Ninguém deixa de ser feminista, a meu ver, por fazer as unhas, frequentar salão, casar virgem, ficar em casa cuidando dos filhos. Mas ninguém é feminista só por fazer qualquer uma dessas coisas. Não dá pra chegar anunciando “Olhem só pras unhas lindas que consegui após passar cinco horas no cabeleireiro! Yay! Sou feminista!”. Mas só chegar e falar (como eu falo) “Nunca pintei as unhas! Odeio cabeleireiro! Sou feminista!” também não é suficiente. Claro, é um discurso que receberá menos olhares de “WTF? O que ela andou fumando?” que a moça das unhas pintadas que acha que, por isso, é feminista. Mas eu posso não fazer as unhas e ao mesmo tempo achar que mulher é inferior ao homem –- o que definitivamente não é um argumento feminista por qualquer ângulo que se analise.
Acho tudo complicado, pra ser franca. Não sou da praia de um tipo de feminismo que considero elitista. É o feminismo que diz que você precisa ler teoria feminista pra ser feminista. Eu me considero feminista desde os oito anos de idade, e só devo ter tido meus primeiros contatos com teoria feminista aos trinta e poucos (ou mais). E aí, eu não era feminista antes? Quem disse? Tem uma banca que vai me testar e ver se sou aprovada como feminista? Passa a bibliografia, por favor. E qual teoria devo ler? Porque há correntes do feminismo que não gostam nem um pouco de outras correntes. Então, vai ter teste? É de múltipla escolha?
Sorry, maior besteira isso. Eu quero mais é que todo mundo se diga feminista. Pra mim isso é muito mais importante que ter um grupinho de feministas “esclarecidas”. Sei que, como acadêmica, eu deveria ser mais corporativista e defender uma seleção que privilegie a teoria. Mas não sou dessas.
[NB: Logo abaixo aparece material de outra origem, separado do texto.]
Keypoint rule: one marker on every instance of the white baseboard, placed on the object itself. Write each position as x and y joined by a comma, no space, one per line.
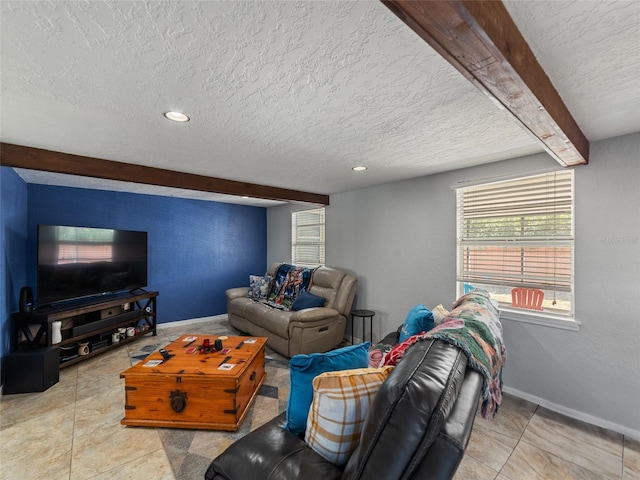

E aí, todo mundo pode se dizer feminista? Ish, também não é assim. Mas se a Sarah Palin (candidata a vice-presidente dos EUA pelo Partido Republicano nas últimas eleições) se declara feminista, quem sou eu pra discordar? O partido que ela representa certamente não é feminista (pelo contrário, é gente dessa laia que inventou um termo como feminazi), seu eleitorado não é feminista -– mas eles nunca disseram que eram. Agora, ela disse. Vou encarar? Eu poderia dizer que feminismo é um movimento revolucionário, e como tal não combina com conservadorismo ou com a direita. Posso citar bell hooks, que diz, com muita propriedade, que feminismo não é uma luta pela igualdade (afinal, nós mulheres queremos ser iguais aos homens de que classe social?), e sim uma luta contra a opressão. E nessa definição não entra gente que apoia e justifica a opressão, que é o caso da direita. Só que eu, pessoalmente, não tenho a menor vontade de ser leão de chácara na porta de um clube privê, decidindo quem pode ou não pode entrar no feminismo.
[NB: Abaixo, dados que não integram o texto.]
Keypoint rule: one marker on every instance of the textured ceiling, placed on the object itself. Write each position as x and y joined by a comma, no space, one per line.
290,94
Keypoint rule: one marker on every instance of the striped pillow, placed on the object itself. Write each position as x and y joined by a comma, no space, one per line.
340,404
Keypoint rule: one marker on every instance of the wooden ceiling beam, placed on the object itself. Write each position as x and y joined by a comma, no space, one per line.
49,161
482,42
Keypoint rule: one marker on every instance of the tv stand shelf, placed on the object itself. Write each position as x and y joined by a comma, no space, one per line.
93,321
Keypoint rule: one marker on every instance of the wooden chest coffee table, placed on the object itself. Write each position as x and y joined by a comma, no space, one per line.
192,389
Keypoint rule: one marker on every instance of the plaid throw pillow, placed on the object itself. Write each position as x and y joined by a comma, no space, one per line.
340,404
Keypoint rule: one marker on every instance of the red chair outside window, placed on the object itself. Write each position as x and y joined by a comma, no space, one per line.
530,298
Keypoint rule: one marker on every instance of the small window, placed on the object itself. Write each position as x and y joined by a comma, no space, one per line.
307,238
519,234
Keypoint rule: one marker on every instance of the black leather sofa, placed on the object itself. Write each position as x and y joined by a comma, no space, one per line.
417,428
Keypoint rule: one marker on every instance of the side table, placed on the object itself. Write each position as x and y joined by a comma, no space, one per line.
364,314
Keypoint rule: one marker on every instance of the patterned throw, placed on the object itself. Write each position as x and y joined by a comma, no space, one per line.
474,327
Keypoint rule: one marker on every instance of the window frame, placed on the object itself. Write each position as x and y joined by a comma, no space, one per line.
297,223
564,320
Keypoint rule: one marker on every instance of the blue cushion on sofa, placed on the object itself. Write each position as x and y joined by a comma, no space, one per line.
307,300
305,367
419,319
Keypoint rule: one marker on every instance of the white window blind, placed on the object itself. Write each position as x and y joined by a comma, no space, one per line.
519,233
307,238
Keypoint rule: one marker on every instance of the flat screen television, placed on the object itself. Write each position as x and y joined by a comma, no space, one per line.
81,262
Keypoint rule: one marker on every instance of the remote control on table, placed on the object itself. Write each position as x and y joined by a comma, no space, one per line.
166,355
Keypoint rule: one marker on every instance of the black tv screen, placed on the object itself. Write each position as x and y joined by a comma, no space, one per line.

E nem quero pertencer a um clubinho. Eu vibro com uma pesquisa como a da Perseu Abramo/Sesc, que apontou que 31% das mulheres brasileiras se declaram feministas (o levantamento excluiu quem não sabia o que era feminista, quem confundiu a pergunta com “você é feminina?”). Fui colocar essa minha celebração com a pesquisa no blog um dia desses, e veio um mascu dizer: “31% das brasileiras se assumem feministas? SÓ? Tá vendo, o feminismo é um fracasso mesmo!”. Pois é, mané, quantos homens brasileiros se assumem masculinistas? (existe algum mascu que se assume mascu?). 31% é um número enorme. Com todo o senso comum propositalmente preconceituoso clamando que feministas são ogras bigodudas peludas e mal amadas que detestam homens, é espantoso que um terço das brasileiras tenha a coragem de afirmar que é feminista (a Carla Rodrigues tem um ótimo post sobre o assunto).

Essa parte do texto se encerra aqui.